The next area of disappointment with these shoes is the grip. We have a theory that Adidas may have pulled a bit of a trick on all of us. This outsole might not have been designed for running; it could have been created primarily to showcase the lightest weight possible. We suspect that Adidas athletes may actually be using a different model with proper grip. This is quite surprising, as many of us may have spent 500 Euros on a show-off model to experience the lightness rather than to win races.

Lastly, let's talk about durability. We're yet to determine how long these shoes will last. The absence of a protective layer formed during molding could potentially impact their durability. Or it could turn out to be just fine; we'll have to see. Some have criticized these shoes as "single-use", but that seems to be a misconception since the entire market use same PEBA foam. However, Adidas does require a larger amount of material and generates more waste during the CNC milling process. So, we would recommend those concerned to first study the facts before making such claims.
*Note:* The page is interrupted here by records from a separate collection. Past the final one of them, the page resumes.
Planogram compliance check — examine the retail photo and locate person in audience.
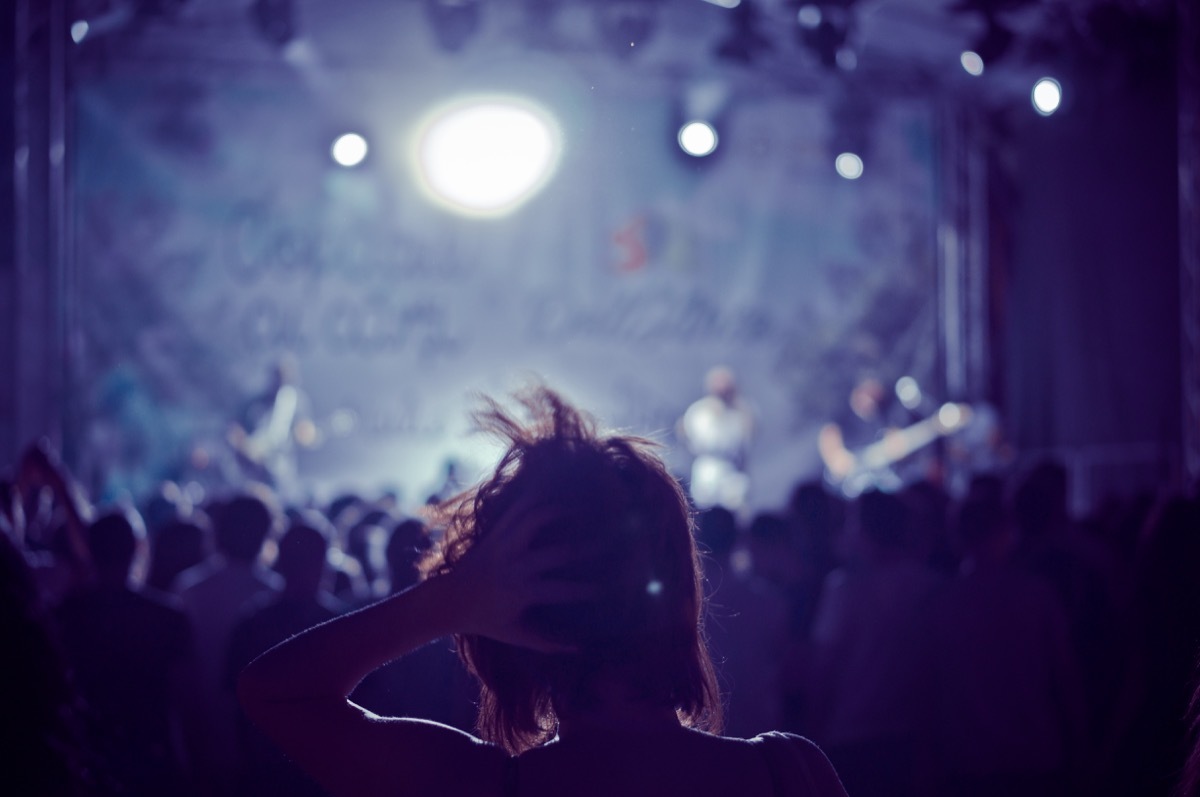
[174,493,283,792]
[1115,496,1200,797]
[352,517,479,731]
[0,521,92,797]
[226,521,344,797]
[146,516,210,592]
[809,491,942,797]
[919,484,1086,797]
[1012,460,1132,780]
[239,388,845,797]
[696,507,788,737]
[55,511,200,797]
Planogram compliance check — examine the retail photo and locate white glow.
[833,152,863,180]
[959,50,983,77]
[679,121,716,157]
[415,97,562,216]
[1031,78,1062,116]
[937,403,962,430]
[329,133,368,168]
[796,4,821,30]
[896,377,920,409]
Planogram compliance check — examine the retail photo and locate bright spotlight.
[415,97,562,216]
[796,4,821,30]
[937,402,966,431]
[959,50,983,77]
[896,377,922,409]
[1030,78,1062,116]
[679,121,716,157]
[329,133,368,168]
[833,152,863,180]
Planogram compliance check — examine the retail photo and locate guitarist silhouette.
[817,377,971,498]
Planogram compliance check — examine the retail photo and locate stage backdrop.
[72,56,938,507]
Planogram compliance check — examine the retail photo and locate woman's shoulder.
[746,731,846,797]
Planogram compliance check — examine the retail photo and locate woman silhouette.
[239,388,845,797]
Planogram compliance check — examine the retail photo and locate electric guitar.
[817,402,971,498]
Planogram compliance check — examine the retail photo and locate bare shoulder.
[749,731,846,797]
[520,731,787,797]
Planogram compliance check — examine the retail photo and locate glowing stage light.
[796,4,823,30]
[833,152,863,180]
[896,377,922,409]
[937,402,964,430]
[414,97,562,216]
[679,121,718,157]
[329,133,370,168]
[959,50,984,77]
[1030,78,1062,116]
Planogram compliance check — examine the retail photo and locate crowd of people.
[0,398,1200,797]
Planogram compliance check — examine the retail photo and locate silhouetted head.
[384,517,431,593]
[275,523,329,597]
[953,484,1012,556]
[787,481,836,537]
[86,511,144,582]
[212,496,275,562]
[146,521,209,592]
[704,365,738,403]
[1013,460,1068,538]
[854,490,912,549]
[425,388,720,751]
[696,507,738,562]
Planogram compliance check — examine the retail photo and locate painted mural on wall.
[72,56,937,505]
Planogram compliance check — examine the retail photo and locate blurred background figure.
[224,519,346,797]
[678,365,755,511]
[55,513,203,797]
[696,507,788,738]
[174,493,283,793]
[227,355,319,501]
[806,491,941,797]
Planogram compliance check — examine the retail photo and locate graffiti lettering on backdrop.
[73,66,936,504]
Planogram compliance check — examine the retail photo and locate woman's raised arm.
[238,508,586,797]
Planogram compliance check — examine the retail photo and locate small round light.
[833,152,863,180]
[896,377,922,409]
[1030,78,1062,116]
[937,402,962,430]
[796,4,821,30]
[959,50,983,77]
[679,121,718,157]
[329,133,368,168]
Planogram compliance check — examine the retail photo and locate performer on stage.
[228,356,318,498]
[817,376,971,498]
[677,365,755,511]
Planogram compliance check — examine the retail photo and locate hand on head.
[450,499,596,653]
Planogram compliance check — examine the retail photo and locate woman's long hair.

In summary, our impression of these shoes is that they're potentially the fastest model on the market, thanks to their reduced weight and highly productive rocker that aids in rebound. However, it's not this particular model that's the fastest, as it utilizes the wrong outsole, designed more for reducing weight than providing optimal grip. Comfort isn't their strong suit, but that's not necessarily a drawback. What's most intriguing about these shoes is the uncertainty regarding their future. As we mentioned, the fair price for them is around 1.2k Euros. Will Adidas choose to go for it?